Our name was finally called after what seemed an eternity. Liam was thrilled to learn that this jaunt earned him a ride in the wheelchair up to the 5th floor. He could not contain himself!
We were greeted by the neurology department who gave us the run-down of the morning. Liam was placed in a bed and he sat patiently while the nurse placed nodes all over his head. I teared up looking at him. To see your son lying vulnerably with tubes connected all over him is not easy. But, he had the attitude of a champ!
He had to simulate hyperventilating by blowing on a pinwheel several times, then he had to watch a strobe light, and then...they asked us to fall asleep. The most glorious part! And, he went straight to sleep without any hesitation. And, don't you know we all did!!
When we woke up, we were told we could leave, but would have to visit his neurologist before to get her diagnosis of the problem. She did not see anything terribly unusual in his brain patterns. There was, however, something that 'blipped' while he was sleeping that was congruent with his diagnosis of autism, and was not uncommon, she said, to see in someone like him. She said it was more likely that he needed to stay on the seizure medicine for the rest of his life.
I wasn't sure how to take this. She was confident that the medicine would help him regulate and keep from having seizures, but she could not be totally sure. Part of me was devastated that I was staring down the barrel of a life with medications and possible seizure activity. And, part of me was relieved to know there was help.
See? It's not so scary! |
As with any part of autism, there is such a range of emotions. Sometimes you compare your lot with others and think, "well, it could be worse." And, then other times you just long for normal. You just want to have the 'normal' problems of having broken arms from tree climbing or stitches from falling down. No, with autism, you have all of that and much more to deal with. And, many times, the future is so hazy that you do not know at all what to expect.

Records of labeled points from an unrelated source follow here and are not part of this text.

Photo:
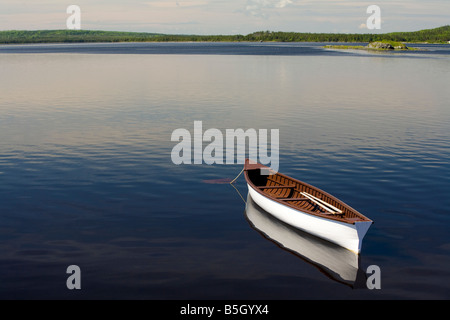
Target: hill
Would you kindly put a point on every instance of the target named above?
(437, 35)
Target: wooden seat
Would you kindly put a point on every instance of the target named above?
(293, 199)
(276, 187)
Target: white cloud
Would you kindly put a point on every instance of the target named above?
(258, 8)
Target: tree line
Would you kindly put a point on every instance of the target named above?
(437, 35)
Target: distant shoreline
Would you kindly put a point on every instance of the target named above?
(439, 35)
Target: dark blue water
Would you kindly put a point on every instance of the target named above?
(86, 176)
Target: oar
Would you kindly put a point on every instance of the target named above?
(318, 203)
(320, 200)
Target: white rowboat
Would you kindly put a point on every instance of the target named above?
(306, 207)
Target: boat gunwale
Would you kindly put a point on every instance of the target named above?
(306, 211)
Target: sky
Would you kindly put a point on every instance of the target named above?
(226, 16)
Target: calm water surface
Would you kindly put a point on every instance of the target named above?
(86, 176)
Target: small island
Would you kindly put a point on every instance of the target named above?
(383, 45)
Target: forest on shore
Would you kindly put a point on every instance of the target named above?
(436, 35)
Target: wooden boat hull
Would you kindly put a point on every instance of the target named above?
(347, 230)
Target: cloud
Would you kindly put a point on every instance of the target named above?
(258, 8)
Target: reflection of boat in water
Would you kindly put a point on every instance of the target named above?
(334, 261)
(306, 207)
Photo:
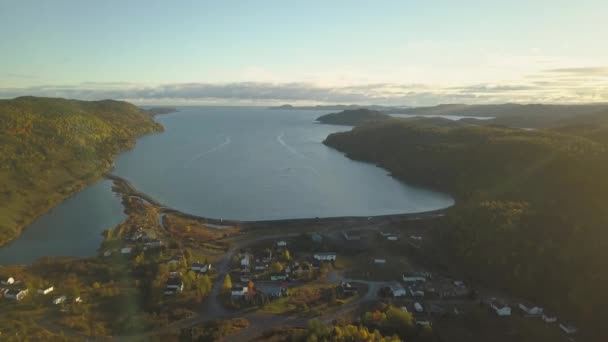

But, what you can know is that, if you are aware enough, you will see the ways that God does provide in the moment. He provided my friends who were stoked to go bowling at midnight. He provided a breakfast place that was open early to house us and our need to waste a lot of time. He provided doctors and technology to help us get to the bottom of Liam's issues, and medicine to stop the seizures from happening. I forgot to say that while I was sitting in Cracker Barrel, I remember distinctly receiving several texts from friends as they were getting up saying that they were thinking and praying. That was God. He knew what I needed right then and there.
I am happy to report that Liam has (knock on wood) NOT had a seizure since that day. And, he is able to tolerate the generic brand of medicine so his meds are only about $6 per month as opposed to the almost $175 that the name brand was.
And, this experience was one of those that I can look back and see God's presence. He is not in the past and in the future. He is in the right now. And, when I am able to BE here- there is less fear and more trust. In these rare moments, I am able to accept and receive the grace of knowing that all is okay. That I will make it some way, some how. Even in the sadness, because nothing lasts forever.
There will be joy.
Even if it's in a pancake or a wheelchair ride. God is near nonetheless.